In July 2023 Hayes was finally referred by the CCRC back to the court of appeal in the U.K. following the Connolly and Black second circuit appeal court decision in the USA. In March 2024, the U.K. Court of Appeal upheld Hayes' conviction. Lord Justice Bean said there was “indisputable documentary evidence” Hayes had sought to move Libor.

===Time in prison===
In 2016, Hayes released letters concerning his time in prison. In them, he described being held separately from other prisoners, for his protection, in a "segregation unit". In 2019 he was moved to HM Prison Ford. Interviewed in "The Times" Hayes spoke of the struggles with his mental health and how becoming a Christian and the ministry of the church had helped him to survive.

On 29 January 2021, Hayes was released on licence from Ford open prison, having served half his sentence.

=== Conviction overturned ===
On 23 July 2025, his conviction was overturned by the Supreme Court, finding that he was denied a fair trial in 2015. The Court declared: “He was deprived of that opportunity by directions [given by the judge] which were legally inaccurate and unfair.
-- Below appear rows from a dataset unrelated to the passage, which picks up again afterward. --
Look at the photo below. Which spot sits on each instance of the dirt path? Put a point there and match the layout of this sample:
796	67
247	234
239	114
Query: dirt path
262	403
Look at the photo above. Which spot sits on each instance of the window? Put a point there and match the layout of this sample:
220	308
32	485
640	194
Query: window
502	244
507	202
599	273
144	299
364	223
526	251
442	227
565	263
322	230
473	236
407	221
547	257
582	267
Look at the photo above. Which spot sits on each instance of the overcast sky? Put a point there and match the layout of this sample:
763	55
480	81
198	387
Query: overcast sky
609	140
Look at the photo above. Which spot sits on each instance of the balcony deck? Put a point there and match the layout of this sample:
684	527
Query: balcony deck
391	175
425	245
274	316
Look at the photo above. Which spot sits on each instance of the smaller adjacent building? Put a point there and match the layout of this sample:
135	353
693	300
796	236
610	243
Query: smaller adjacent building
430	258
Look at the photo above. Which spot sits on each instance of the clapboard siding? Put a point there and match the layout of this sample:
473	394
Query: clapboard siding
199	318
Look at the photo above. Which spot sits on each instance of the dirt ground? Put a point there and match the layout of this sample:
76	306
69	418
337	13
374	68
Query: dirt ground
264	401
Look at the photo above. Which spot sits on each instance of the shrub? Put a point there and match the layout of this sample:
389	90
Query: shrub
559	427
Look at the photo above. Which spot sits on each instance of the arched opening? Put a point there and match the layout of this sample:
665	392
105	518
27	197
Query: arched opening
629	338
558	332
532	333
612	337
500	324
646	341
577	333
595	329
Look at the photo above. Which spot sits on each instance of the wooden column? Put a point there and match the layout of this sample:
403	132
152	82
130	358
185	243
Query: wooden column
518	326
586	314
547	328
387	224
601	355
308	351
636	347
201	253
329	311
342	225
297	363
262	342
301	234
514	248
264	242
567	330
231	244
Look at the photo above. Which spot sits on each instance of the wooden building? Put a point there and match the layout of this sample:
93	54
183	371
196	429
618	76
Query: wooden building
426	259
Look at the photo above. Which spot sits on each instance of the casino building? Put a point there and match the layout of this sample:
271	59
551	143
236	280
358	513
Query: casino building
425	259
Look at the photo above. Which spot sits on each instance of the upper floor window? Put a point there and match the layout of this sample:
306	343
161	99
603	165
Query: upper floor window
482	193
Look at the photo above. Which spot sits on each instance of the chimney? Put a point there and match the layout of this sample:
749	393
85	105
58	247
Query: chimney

=== Lawsuit against UBS ===
On 27 October 2025, Hayes sued UBS for $400 million in alleged damages, claiming his activities were common practice in the bank and senior management was aware. The lawsuit alleges UBS's actions cost Hayes hundreds of millions in potential earnings, reputational damage, and emotional and physical trauma.

==Personal life==
Hayes was married to Sarah Tighe, a corporate lawyer in London, with whom he has one child. They divorced in September 2019 during his imprisonment, although the couple remain on good terms and Tighe has campaigned for Hayes' conviction to be overturned.

At trial Hayes was diagnosed with mild Asperger syndrome. In March 2021, Hayes was also diagnosed with multiple sclerosis, which he stated was aggravated by his time in prison.